Of course the rigors of maternity—the weight gain, the hiatus from practice and competition and the loss of strength—can be deleterious to athletic skills. Margaret Court knows this well. Her first child, Daniel, was born in 1973 when Court was 30 years old and near the apex of her tennis career. A proponent of weight lifting and physical conditioning, Court recalls that her experience with childbirth turned out to be a positive one, forcing her to work even harder during her comeback in 1973. "I really had to push my body beyond its limits," she said last week. "You're very injury prone at such a time. After Daniel, I took four months and just worked on my conditioning. I wanted to come back because at the time everybody said, 'Well, she'll never be any good again.' That just made me push on. And once I started playing, I never seemed to tire. I just kept going and playing in tournaments every week. It was one of those years that you don't forget." In her season to remember, Court won 24 of 28 tournaments, including 12 in a row.

When Goolagong returned to the practice court, she suffered nettlesome injuries, as Court might have predicted, tearing a muscle in her right shoulder that made her wince when she served, and worrying over a numbness in her right leg. Those watching her daily practices were shaking their heads.
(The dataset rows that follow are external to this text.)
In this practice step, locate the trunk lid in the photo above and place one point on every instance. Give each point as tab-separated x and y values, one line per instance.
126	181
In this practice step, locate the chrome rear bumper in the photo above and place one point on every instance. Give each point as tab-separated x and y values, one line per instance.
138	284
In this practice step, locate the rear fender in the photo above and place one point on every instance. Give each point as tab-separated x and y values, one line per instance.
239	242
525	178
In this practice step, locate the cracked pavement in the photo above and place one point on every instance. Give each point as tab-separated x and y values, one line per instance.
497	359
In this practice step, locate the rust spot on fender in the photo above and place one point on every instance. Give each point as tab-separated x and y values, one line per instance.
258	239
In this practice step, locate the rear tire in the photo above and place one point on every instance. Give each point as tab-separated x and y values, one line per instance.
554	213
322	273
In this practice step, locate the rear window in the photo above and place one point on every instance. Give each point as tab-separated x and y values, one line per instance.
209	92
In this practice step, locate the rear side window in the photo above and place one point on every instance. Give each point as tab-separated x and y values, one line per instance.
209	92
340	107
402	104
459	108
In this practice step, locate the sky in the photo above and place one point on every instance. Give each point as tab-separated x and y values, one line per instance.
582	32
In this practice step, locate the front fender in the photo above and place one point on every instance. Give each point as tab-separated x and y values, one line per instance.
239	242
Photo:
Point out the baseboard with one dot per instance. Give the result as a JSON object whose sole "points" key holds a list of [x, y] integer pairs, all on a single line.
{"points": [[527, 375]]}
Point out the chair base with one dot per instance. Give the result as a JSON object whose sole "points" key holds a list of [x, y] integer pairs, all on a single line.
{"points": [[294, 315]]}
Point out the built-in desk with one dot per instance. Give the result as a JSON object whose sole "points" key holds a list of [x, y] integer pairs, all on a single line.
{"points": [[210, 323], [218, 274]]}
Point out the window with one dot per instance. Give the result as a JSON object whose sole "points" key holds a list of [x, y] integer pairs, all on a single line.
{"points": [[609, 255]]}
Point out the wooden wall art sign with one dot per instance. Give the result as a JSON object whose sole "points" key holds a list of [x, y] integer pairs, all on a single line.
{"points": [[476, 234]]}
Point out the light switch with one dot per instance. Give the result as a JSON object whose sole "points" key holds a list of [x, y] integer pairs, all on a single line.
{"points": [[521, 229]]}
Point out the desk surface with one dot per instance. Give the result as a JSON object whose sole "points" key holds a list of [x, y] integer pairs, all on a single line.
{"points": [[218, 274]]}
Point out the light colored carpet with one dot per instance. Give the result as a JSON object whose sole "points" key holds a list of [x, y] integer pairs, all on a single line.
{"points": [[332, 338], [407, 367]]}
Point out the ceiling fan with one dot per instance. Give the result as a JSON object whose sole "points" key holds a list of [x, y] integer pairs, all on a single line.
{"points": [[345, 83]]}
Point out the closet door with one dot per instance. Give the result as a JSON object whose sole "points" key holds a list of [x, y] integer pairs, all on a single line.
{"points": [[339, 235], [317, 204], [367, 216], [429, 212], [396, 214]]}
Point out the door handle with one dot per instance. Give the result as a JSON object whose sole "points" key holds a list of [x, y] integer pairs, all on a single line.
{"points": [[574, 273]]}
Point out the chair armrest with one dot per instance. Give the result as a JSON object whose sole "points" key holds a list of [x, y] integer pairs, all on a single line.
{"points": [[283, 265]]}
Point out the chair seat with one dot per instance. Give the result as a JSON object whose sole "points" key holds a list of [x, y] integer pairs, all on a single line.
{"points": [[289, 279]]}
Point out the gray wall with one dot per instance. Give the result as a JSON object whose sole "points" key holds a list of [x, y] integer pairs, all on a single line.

Goolagong was preparing for the World Invitational Tennis Classic scheduled for the last week of September at Sea Pines Plantation. It was her return to competition after her premature comeback in Canada, and it would occur at Hilton Head before many of her friends and neighbors. A few weeks before the WITC, Goolagong appeared almost diffident about her progress. "I want to give it a try now," she said. "I want to see how far I can go and then we'll make a decision on whether I'll keep playing. I don't want to look back two years from now and be sorry that I didn't try."

With an eye to the future, the Cawleys had made plans to build an elaborate tennis complex on Hilton Head and acquired an option to purchase approximately 70 acres for this purpose. Unfortunately, their business partner, Richard Duke, suffered a fatal heart attack. His death deepened Evonne's dismay with her game, but in the days leading up to the WITC her skills suddenly started to reappear. She played well in several exhibitions and began to feel like her old self, running down impossible shots, her hair wet and curly on her forehead from the exertion of practicing in the heat and humidity. By the opening day of the tournament, Roger felt confident enough to say with a smile, "She's playing well enough to win."

The Cawleys' relationship is extremely close, even for relatively newly-marrieds. Roger wears several gold chains around his neck, one reading "Roger-Evonne," the others "E." She casts glances at him constantly during her matches. They can be seen strolling hand in hand wherever they go, bicycling together around the island or jumping into their Jeep for a trip to the store. Roger is trainer and coach, as well as a buffer between Evonne and the public. A former tournament player in his native England, Roger, too, was under pressure at the WITC. Evonne's performance would either condemn or vindicate his methods.

In the WITC, the players compete in singles, doubles and mixed doubles, and in Goolagong's opening match, she and Kerry Reid were paired in doubles against Virginia Wade and Dianne Fromholtz. It quickly became apparent that Evonne's volleys were as crisp as ever, and she displayed a new weapon, a topspin forehand that she hit short cross-court. As the match wore on, her smile grew wider and her manner almost bubbly. "She's getting more and more confident," said Roger at courtside, with a smile of his own.